それが虚勢であることは、とうに判っている。先ほどカリオスが使用した魔法を以てしても敵の全てを倒すことは叶わず、どこにいるのか判らない本体に攻撃が届くこともなかった。そして、カリオスが削った戦力は早くも補充され始めている。本体を倒せなかったということは、そういうことだ。
一方のカリオスは、少年という足手まといを抱えた上で立ち回るしかなく、先ほどの大規模な雷魔法を使用したせいか随分と疲労が溜まっている。どう考えても、限界である。

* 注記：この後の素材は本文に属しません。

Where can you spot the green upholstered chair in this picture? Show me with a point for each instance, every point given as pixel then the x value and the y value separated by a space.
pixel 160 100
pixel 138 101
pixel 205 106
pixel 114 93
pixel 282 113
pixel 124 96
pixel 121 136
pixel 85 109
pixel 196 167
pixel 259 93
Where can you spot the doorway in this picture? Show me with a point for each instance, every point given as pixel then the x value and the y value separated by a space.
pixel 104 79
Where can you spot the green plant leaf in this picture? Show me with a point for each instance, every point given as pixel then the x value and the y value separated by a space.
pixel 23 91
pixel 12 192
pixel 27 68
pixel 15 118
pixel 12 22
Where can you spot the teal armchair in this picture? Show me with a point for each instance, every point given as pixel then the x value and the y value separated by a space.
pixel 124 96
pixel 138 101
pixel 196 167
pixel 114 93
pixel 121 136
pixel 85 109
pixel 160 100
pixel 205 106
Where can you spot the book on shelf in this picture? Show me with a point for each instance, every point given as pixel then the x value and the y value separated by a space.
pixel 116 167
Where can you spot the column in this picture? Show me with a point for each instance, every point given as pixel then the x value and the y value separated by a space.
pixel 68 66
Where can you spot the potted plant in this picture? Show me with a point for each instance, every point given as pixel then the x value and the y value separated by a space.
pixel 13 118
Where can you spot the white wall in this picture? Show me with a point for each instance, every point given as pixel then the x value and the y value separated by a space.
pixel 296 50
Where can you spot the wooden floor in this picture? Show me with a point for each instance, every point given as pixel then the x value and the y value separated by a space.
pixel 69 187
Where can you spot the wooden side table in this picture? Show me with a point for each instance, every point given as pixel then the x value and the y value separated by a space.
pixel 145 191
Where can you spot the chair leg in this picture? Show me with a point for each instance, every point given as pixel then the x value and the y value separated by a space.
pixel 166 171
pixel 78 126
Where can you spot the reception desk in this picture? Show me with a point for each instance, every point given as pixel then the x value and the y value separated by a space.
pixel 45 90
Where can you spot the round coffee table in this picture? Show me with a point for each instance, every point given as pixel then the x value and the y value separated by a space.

それでもカリオスには諦めるという選択肢はないらしく、再び地面を蹴った彼は、追い縋る蜘蛛の化け物たちを散らしながら、貝を仕留めていった。だが、動きが鈍り始めたその脚を、とうとう異形の化け物が捉えてしまう。
「ッ!」
着地した瞬間の脚を鋭い爪に貫かれ、カリオスは息を詰めた。寸でのところで倒れるのは防いだが、深く突き刺さった爪をすぐさま引き抜くことができず、身動きが取れないでいるところに、牙が並ぶ魔物の大きな口が迫って来る。咄嗟に少年が身体の正面に来るようにして抱き締めたカリオスは、脚の肉が千切れるのを覚悟の上で無理矢理に爪から逃れ、回避行動を取った。だが、僅かに遅い。
カリオスがその場から離れるよりも早く、魔物の牙が彼の背を襲う。
「ぐぁッ!」
直撃こそ免れたが、魔物の牙は容赦なくその背を抉り、鮮血が散った。だがそれでも、カリオスが歩みを止めることはない。留まれば追撃が来ると、考えるまでもなく判っていたからだ。